Although several RAs felt that the administration had taken the demands seriously, at least superficially, as time went on the RAs continued to find issues that needed to be addressed  on campus. The fires that occurred on Sept. 8 only exacerbated their concerns, as some students suffered health issues due to the smoke, according to Jayaweera.

Nathan Oakley, an RA in charge of about 20 residents, said, “Now we're seeing too with the fires, there's no ventilation in the dorms. We have students in need of medical attention because they're having a lot of coughing, which is also a concern too because the symptoms of the poor air quality often times mimic the symptoms of COVID-19.”

Many RAs and members of ASLC said that poor communication and a general feeling of confusion among the student body was a consistent theme even before COVID-19. 

“It's a complicated problem,” Jayaweera said. “But that baseline answer—no matter whatever perspective you take—is that there has been a lapse in foundational communication throughout my history at Lewis and Clark.”

Bertlemann agrees. “In my experience Lewis and Clark doesn't have a very strong history in having students involved in decision making regularly and [students] are often just observers in discussions and we'll be involved when it's appropriate,” Bertlemann said. “And I think that was probably a really big problem this summer.” 

Jayaweera believes that the source of these continued issues is the administration's reactionary policy. “I think something that we brought up was that they have a lot of reactive policy instead of proactive policy and that's something that we wanted to change,” Jayaweera said. 

Despite these difficulties, Jayaweera feels hopeful about Lewis and Clark’s potential for change, citing Vice President for Student Life and Dean of Students, Robin Holmes-Sullivan, as an ally and someone in the administration that RAs feel they can trust. 

“Robin Holmes-Sullivan was truly making strides at trying to figure out what she could do [and] what we could do.

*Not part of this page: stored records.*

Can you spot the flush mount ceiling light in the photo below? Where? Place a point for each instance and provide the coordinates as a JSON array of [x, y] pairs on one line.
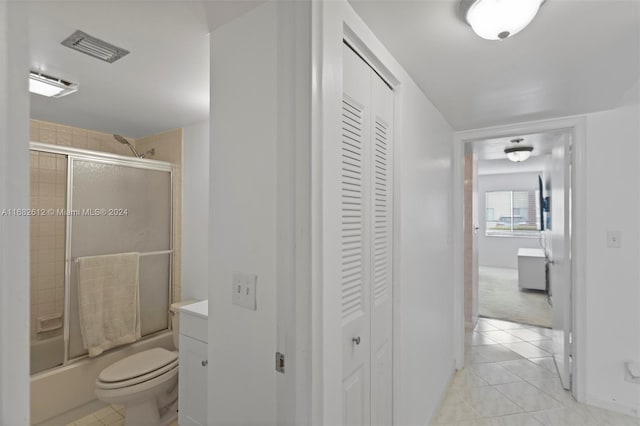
[[499, 19], [518, 153], [46, 85]]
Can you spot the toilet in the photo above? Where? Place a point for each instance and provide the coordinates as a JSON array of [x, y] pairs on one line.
[[146, 383]]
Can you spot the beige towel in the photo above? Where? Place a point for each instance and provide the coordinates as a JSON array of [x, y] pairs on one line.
[[108, 300]]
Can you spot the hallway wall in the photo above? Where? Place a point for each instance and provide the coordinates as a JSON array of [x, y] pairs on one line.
[[612, 275], [14, 230]]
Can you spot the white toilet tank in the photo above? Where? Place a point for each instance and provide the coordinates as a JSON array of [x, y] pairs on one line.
[[175, 319]]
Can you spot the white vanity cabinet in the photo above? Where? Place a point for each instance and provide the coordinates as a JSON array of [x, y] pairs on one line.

We ended up having weekly meetings with her that are still going on, which is great,” Jayaweera said. 

Holmes-Sullivan was the only Lewis and Clark administrator that responded to the Quest’s interview requests, but she was unable to be interviewed before the time of publication due to her busy work schedule.

Although it like “non-stop arguing” with the administration will never end, the pandemic continues and the RAs and ASLC do not plan to stop working to create a better campus living environment. 

“We want to create a better, healthier, safer community for everybody because we live in this community,” Jayaweera said.